The U.S. has not built new Abrams tanks since the early 1990s. With the Cold War over, thousands of Abrams that were built to fight the Soviet Union were put into storage, according to Dean Lockwood, a military vehicle analyst with Forecast International.
These days, defense contractor General Dynamics remanufactures Abrams tank hulls for the U.S. Army and allies in Lima, Ohio. The overhauls produce “essentially a spanking brand-new tank for about half price,” Lockwood said.
Currently, the U.S. has about 8,000 Abrams, but “significantly less” are battle-ready, he said. The U.S. draws from those tanks in storage and remanufactures them for allies, such as Poland, which is buying upwards of 350 Abrams.
General Dynamics executives said Wednesday that the Abrams production line can meet the demand of sending tanks to Ukraine.
“Staffing is not an issue here. There is plenty of capacity on the combat vehicle side [of the company] both tracked and wheeled [vehicles],” CEO Phebe Novakovic said on the company’s quarterly earnings call. “So to the extent that the U.S. government intends to execute any contracts with respect to some of these bilateral agreements they are developing…it’s well within the capacity of the industrial base to accommodate.”
The transfer of U.S. and European main battle tanks to Ukraine marks a shift in the types of weapons transferred by the United States and its allies from standoff defensive weapons to an offensive system on the front lines.
“A tank, by definition, has to be at the very front,” he said.
The U.S. will likely remove classified electronics from the Abrams before shipping them to Ukraine, similar to what it did with a Stinger missile part last year. Yet Lockwood noted that even a somewhat stripped-down Abrams, if captured by Russian forces, could help Moscow look for vulnerabilities or reverse-engineer NATO technology.

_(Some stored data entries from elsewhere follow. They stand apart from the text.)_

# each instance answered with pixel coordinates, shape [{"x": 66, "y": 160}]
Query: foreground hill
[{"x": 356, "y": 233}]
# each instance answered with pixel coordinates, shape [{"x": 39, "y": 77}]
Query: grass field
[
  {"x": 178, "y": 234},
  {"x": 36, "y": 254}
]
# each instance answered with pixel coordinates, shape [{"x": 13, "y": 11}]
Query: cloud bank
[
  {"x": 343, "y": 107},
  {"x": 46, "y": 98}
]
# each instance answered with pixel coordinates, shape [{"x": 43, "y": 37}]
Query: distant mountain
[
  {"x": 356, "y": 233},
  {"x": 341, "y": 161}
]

“I suspect there are a lot of people in the Army who are not happy about this whatsoever,” he said.
The Abrams and Challenger tanks proved far more lethal than Soviet-designed tanks during the 1991 Gulf War, Lockwood said.
“You had Abrams and Challengers that could hit and defeat a Russian tank beyond the maximum range of the Russian tank’s main gun,” he said. “In close combat they could just maneuver faster.”
The tanks used by Russia today are “basically updated versions of those same tanks,” Lockwood said.
In that light, the Abrams decision itself serves as a strong physiological weapon toward Russian commanders who know its lethality.